Practices using AI automation say they see faster processing (up to 40%), better efficiency (up to 30%), and fewer mistakes. These gains are very important for U.S. healthcare, which faces more patients and paperwork.
Cloud-based AI helps because it offers flexible systems that medical groups of any size—from small offices to large hospitals—can use without big upfront costs.
IT managers choose AI tools that fit well with current systems and meet security rules. They also keep checking and updating AI to keep performance strong and data safe inside healthcare organizations.
Agentic AI is growing fast in U.S. healthcare. Medical practice managers, owners, and IT teams must get ready now for big changes. Using AI well can improve patient care and make healthcare operations smoother in the next decade.

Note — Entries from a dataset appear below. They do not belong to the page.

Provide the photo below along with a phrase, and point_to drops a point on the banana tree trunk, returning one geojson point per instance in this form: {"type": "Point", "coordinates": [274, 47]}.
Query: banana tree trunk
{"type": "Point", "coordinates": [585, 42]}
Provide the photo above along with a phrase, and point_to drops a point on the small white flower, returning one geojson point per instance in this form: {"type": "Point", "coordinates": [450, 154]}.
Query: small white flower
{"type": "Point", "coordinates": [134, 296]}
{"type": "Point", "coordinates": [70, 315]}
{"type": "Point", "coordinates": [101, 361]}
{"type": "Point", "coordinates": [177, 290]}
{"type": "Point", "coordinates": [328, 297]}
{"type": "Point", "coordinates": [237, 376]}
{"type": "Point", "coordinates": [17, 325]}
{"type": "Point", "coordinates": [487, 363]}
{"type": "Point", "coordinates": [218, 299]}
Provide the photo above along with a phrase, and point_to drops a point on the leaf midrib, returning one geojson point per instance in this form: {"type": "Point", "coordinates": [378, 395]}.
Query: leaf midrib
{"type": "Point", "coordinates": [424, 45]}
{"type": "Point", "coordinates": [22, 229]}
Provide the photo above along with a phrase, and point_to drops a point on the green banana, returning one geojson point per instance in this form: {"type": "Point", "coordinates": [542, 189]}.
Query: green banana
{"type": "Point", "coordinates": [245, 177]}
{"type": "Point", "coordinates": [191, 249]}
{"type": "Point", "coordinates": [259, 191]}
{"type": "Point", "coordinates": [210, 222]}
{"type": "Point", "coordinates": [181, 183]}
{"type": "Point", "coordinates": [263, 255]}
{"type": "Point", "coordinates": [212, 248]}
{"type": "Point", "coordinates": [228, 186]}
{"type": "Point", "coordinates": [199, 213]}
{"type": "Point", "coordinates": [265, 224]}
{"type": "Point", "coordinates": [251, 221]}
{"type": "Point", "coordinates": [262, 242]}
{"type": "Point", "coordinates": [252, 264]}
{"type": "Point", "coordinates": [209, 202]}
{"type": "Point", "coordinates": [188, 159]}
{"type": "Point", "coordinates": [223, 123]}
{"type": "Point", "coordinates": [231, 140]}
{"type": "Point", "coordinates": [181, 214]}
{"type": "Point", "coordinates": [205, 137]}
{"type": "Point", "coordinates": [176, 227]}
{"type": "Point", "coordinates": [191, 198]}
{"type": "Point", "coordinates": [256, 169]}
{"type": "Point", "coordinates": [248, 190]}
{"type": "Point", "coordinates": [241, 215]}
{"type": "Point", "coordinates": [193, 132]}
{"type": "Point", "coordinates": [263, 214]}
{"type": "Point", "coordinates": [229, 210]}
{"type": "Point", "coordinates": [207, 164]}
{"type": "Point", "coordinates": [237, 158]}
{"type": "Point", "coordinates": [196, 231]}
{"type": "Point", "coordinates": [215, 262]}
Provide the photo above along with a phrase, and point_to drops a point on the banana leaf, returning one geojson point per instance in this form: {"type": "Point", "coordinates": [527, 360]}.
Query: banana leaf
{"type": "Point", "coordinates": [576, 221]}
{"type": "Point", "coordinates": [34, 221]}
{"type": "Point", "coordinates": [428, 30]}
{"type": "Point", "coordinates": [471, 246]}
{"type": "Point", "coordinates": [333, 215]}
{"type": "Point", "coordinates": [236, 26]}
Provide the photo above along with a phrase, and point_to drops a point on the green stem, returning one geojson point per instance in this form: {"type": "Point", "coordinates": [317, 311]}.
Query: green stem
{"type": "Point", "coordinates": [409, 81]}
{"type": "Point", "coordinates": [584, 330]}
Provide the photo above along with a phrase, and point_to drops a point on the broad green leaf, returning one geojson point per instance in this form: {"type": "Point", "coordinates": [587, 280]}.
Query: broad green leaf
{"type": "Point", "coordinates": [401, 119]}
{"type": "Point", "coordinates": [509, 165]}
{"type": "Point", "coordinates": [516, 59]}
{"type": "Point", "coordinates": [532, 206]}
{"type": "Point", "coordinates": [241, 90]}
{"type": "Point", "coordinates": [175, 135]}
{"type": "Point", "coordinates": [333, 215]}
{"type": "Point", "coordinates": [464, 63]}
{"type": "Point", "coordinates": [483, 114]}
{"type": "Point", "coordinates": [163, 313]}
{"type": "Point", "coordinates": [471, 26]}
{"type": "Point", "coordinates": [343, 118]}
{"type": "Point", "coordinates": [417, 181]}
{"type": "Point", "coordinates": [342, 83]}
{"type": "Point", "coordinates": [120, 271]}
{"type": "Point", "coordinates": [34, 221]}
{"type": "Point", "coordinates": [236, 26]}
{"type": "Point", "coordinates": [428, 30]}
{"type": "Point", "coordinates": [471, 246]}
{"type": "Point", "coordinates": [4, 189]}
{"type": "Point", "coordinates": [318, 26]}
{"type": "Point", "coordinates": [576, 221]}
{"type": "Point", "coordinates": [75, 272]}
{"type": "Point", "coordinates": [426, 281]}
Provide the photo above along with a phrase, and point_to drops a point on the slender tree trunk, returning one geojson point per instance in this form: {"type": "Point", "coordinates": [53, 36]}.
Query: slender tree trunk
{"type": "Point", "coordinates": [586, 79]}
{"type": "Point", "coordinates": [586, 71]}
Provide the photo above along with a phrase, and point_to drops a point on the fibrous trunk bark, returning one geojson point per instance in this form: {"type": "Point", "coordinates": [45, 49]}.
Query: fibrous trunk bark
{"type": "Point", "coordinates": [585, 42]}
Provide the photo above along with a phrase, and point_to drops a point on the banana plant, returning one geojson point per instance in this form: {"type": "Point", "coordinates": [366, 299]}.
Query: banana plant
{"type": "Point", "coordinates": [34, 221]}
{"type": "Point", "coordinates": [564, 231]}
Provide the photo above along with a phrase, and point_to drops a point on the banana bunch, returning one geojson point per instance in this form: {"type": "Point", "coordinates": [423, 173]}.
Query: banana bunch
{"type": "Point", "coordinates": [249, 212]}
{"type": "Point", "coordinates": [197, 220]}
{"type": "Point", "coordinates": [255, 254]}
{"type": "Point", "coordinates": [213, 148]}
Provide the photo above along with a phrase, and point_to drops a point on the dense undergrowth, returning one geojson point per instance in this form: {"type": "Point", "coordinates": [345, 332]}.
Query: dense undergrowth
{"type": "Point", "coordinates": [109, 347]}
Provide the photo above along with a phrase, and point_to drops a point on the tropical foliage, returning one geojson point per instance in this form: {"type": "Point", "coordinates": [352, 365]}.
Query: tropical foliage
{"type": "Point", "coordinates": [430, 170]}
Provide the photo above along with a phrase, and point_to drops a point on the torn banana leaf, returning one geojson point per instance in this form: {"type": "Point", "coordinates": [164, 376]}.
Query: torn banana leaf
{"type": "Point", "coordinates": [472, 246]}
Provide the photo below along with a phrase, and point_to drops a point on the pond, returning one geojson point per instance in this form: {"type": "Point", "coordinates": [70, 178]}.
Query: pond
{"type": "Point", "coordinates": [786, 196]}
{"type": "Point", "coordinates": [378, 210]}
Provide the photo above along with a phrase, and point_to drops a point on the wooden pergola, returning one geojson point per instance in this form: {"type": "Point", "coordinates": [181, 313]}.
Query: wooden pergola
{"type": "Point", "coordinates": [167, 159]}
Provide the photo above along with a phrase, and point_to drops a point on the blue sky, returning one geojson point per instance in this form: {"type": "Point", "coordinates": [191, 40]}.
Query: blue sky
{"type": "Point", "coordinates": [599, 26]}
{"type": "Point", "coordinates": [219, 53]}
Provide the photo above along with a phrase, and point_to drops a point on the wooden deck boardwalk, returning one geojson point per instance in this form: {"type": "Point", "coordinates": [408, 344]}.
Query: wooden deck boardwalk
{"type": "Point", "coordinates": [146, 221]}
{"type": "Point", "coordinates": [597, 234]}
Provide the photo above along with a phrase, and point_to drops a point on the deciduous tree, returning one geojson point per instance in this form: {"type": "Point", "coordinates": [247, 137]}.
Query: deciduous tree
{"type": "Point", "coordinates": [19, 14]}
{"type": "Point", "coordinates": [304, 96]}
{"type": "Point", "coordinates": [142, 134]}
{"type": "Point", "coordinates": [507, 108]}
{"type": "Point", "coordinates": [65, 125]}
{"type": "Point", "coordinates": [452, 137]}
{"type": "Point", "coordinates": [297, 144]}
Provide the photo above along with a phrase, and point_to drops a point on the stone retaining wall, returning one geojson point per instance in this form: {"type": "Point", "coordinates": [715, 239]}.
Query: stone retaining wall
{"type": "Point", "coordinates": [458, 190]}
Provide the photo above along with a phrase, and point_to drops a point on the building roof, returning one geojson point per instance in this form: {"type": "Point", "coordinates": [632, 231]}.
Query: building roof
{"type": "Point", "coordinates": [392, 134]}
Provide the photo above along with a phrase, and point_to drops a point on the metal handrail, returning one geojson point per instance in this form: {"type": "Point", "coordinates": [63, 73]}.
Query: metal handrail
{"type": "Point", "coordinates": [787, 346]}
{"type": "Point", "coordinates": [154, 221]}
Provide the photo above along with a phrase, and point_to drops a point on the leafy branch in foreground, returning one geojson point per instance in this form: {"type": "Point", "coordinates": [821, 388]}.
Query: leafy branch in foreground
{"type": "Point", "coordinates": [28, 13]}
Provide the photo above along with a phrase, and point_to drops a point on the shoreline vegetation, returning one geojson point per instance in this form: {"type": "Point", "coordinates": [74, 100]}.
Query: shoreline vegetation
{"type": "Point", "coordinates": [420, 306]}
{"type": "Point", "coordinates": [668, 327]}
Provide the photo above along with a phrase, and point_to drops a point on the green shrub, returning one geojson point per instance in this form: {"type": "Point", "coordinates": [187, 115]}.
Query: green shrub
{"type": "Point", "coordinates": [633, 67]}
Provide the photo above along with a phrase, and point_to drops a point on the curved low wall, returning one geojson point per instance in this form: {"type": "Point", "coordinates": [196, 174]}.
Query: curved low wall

Agentic AI consists of intelligent agents capable of autonomous reasoning, solving complex medical problems, and decision-making with limited oversight. In healthcare, it offers potential to improve patient care, enhance research, and optimize administrative operations by automating multistep tasks.
Generative AI creates responses based on user prompts and data, while agentic AI proactively pulls information from multiple sources, reasons through steps, and autonomously completes tasks such as sharing instructions or sending reminders in healthcare settings.
Healthcare AI agents assist in drug discovery, clinical trial management, analyzing insurance claims, making clinical referrals, diagnosing, and acting as virtual health assistants for real-time monitoring and procedure reminders.
Agentic AI can analyze staffing, salaries, bed utilization, inventory, and quality protocols rapidly, providing recommendations for efficiency, thus potentially reducing the 40% administrative cost burden in hospitals.
Healthcare IT leaders must ensure AI agents access only appropriate data sources to maintain privacy and security, preventing unauthorized access to confidential information like private emails while allowing clinical data use.
After generating post-operative instructions, AI agents monitor patient engagement, send appointment and medication reminders, and can alert providers or schedule consults if serious symptoms are reported, thereby improving adherence and outcomes.
Platforms like NVIDIA NeMo, Microsoft AutoGen, IBM watsonx Orchestrate, Google Gemini 2.0, and UiPath Agent Builder have integrated agentic AI capabilities, allowing easier adoption within existing healthcare systems.
Agentic AI remains artificial narrow intelligence reliant on large language models and cannot fully replicate human intelligence or operate completely autonomously due to computational and contextual complexities.
Use of agentic AI is predicted to surge from less than 1% of enterprise software in 2024 to approximately 33% by 2028, with the global market reaching nearly $200 billion by 2034, highlighting rapid adoption potential.
Healthcare IT leaders must oversee data quality, privacy controls, carefully manage AI data access, collaborate with technology vendors, and ensure AI agents align with operational goals to safely and effectively implement agentic AI solutions.